# 臺灣博碩士論文加值系統

(3.90.139.113) 您好！臺灣時間：2022/01/16 17:54

:::

### 詳目顯示

:

• 被引用:0
• 點閱:141
• 評分:
• 下載:0
• 書目收藏:0
 本論文提出一不特定語者中文數字連續語音辨識的技術。目前連續語音辨認中常用的方法是以隱性馬可夫模型為基礎的 one-stage演算法，最初是用於相連音（connected word）的辨識上。然而這個方法在實用上存有兩個問題：缺乏具有強健性能解決不特定語者語音辨識的語音模型；另一個則是one-stage演算法只有考慮訓練語料的暫態結構，卻未考慮測試語音的暫態結構。
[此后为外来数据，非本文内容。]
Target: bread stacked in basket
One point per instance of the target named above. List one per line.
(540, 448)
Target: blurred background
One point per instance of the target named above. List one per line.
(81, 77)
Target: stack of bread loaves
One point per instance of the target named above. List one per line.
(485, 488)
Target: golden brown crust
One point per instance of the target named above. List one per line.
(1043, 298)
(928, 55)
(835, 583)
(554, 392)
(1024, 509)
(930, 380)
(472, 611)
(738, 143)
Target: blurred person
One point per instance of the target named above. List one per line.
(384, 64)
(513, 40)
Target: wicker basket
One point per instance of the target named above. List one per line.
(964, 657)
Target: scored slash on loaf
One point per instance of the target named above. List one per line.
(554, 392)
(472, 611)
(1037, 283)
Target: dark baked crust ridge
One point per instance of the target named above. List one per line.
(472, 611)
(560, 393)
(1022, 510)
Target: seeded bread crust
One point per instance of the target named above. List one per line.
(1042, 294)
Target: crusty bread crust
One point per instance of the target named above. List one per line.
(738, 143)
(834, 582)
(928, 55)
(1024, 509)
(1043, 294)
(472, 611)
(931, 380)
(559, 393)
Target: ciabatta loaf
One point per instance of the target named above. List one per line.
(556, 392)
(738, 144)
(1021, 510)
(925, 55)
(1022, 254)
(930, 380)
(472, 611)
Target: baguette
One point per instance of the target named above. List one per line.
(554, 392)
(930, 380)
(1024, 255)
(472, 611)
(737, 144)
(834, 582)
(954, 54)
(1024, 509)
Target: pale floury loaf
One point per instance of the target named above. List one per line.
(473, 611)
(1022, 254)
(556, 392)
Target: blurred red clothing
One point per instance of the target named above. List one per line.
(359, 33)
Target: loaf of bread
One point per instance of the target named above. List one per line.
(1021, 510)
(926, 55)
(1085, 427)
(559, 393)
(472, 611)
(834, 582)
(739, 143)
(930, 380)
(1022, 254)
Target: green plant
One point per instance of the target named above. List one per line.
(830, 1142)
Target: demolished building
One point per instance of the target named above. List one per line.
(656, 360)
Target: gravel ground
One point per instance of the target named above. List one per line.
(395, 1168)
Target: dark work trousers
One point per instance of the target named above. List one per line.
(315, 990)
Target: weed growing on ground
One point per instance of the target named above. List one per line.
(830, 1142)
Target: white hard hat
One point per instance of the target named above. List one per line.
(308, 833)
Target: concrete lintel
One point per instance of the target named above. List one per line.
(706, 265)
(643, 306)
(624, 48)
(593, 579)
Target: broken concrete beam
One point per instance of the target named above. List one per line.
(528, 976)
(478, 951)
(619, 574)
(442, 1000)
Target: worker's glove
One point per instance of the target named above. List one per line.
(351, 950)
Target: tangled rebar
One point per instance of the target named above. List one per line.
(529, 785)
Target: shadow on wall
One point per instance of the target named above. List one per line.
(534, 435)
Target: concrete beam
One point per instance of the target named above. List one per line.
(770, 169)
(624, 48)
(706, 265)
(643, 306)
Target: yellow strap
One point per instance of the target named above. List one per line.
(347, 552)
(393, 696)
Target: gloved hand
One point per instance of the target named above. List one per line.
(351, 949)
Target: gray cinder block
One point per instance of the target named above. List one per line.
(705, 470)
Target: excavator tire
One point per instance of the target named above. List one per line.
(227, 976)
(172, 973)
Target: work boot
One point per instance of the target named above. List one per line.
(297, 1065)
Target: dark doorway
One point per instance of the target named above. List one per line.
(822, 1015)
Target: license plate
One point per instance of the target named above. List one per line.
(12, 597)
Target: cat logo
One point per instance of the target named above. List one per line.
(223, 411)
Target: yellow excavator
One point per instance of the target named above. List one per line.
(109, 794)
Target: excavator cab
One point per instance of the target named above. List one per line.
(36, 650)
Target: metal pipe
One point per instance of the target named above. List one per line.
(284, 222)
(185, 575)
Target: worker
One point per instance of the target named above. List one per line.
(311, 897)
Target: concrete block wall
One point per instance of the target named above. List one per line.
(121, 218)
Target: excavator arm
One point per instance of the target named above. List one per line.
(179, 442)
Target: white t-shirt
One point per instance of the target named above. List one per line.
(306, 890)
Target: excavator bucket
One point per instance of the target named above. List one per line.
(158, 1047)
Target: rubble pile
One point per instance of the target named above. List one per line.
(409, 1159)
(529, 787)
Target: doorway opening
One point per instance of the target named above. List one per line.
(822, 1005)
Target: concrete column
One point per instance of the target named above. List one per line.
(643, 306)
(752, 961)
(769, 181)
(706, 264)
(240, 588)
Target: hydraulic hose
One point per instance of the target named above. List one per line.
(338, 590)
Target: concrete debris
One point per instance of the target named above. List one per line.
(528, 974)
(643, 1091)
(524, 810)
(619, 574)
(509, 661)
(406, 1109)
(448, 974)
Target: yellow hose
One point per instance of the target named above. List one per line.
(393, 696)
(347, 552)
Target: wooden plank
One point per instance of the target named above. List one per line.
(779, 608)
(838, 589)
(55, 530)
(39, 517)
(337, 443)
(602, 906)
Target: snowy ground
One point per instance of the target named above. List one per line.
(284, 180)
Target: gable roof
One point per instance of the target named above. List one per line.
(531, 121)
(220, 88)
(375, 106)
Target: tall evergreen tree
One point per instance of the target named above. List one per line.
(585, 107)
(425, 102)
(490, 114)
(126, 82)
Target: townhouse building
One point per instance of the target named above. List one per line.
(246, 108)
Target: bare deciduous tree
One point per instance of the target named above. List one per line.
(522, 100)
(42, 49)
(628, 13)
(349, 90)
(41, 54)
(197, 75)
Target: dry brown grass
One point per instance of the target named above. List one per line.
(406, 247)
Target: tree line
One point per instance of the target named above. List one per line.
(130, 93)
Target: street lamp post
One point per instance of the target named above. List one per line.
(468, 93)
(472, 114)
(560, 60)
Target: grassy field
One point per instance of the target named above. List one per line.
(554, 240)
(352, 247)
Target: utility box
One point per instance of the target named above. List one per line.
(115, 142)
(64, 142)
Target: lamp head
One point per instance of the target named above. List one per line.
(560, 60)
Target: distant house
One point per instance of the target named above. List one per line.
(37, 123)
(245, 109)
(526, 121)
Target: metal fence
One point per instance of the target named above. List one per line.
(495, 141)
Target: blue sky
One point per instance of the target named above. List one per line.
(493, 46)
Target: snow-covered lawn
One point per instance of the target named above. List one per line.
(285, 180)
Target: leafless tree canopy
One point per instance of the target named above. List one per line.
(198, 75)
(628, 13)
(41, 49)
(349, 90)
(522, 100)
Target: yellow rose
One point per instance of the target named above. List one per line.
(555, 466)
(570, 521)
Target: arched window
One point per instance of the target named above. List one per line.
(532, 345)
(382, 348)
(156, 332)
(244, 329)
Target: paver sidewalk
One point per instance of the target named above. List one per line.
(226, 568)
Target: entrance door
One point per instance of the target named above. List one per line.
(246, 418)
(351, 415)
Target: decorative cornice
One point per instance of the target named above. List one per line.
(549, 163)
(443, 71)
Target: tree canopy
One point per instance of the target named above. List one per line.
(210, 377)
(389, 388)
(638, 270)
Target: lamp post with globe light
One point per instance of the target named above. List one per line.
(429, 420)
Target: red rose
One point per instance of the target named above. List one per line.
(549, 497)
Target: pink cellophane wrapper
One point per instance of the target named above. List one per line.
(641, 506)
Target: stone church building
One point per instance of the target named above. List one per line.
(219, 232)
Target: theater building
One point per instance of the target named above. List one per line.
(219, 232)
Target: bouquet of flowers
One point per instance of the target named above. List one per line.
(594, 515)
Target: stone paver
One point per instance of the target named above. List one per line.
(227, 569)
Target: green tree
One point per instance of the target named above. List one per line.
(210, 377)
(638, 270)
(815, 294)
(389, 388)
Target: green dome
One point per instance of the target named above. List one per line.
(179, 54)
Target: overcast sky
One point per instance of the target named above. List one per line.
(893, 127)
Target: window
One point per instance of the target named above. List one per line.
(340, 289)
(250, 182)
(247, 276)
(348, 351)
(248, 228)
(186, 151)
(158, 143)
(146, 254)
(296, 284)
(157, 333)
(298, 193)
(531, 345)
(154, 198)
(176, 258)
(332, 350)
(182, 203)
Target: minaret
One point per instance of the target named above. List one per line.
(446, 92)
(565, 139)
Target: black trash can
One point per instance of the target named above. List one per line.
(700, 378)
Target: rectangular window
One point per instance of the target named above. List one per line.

因此，本論文將採用主軸分析（PCA）的技術解決這兩個問題。首先，將發展一廣義的共同向量（generalized common vector）方法。該方法係建構在對共分散矩陣（covariance matrix）作特徵分析的基礎上，用於抽取來自不同語者或不同環境之語音特徵之共同向量。所發展的廣義的共同向量法將整合入傳統的隱性馬可夫模型，再發展出一新的語音模型，稱為基於廣義共同向量法之隱性馬可夫模型（generalized common vector based hidden Markov model, GCVHMM），用於不特定語者語音辨識上。為克服第二個問題，我們提出一能代表測試語音暫態資訊的新特徵，成為主軸差異參數（principal component variance、PCV）。該特徵用於one-stage演算法時能指出目前字的暫態狀況。最後應用所有論文中提出的方法在中文連續數字的辨識上，實驗結果顯示出比原來的辨識系統增加了20.5%的辨識率。測試之句子是由長串的中文數字所組成。 音調，可由對照於音節上基頻之變化來指出。對於中文而言，音調扮演著非常重要的角色。本論文也將提出一語音頻普結構分析法以預估語音之基頻。首先，我們提出一量測音高之方法，稱為pitch measure。該方法能探測發聲語音頻譜上之諧波特徵（harmonic characteristic）。該方法主要是利用發聲語音頻譜上機頻及其諧坡位置上具有明顯的脈衝、語音之能量由此明顯之諧波脈衝來主導等特性來進行探測。語音之頻譜可由快速傅立葉轉換（FFT）來求得；然而此求得之頻譜卻會受到雜訊之干擾。為提昇所提方法在雜訊干擾下之性能，我們將應用聯合時間頻率分析（joint time-frequency analysis、JTFA）技術以得到一語音頻譜之適應表示法（adaptive representation）。適應表示法可以精確低抽取出受雜訊干擾之語音中重要的諧波結構，但卻要付出高的計算量。為克服計算量的問題，我們另提出一快速適應表示法演算法（fast adaptive representation algorithm、FAR）來降低所需之計算量。經分析該方法可減低50﹪之計算量。我們將準備一資料庫來評估FAR演算法之性能，並與其他方法做比較。實驗結果顯示，不管是否有無雜訊干擾，FAR演算法之性能皆比其他方法來的好。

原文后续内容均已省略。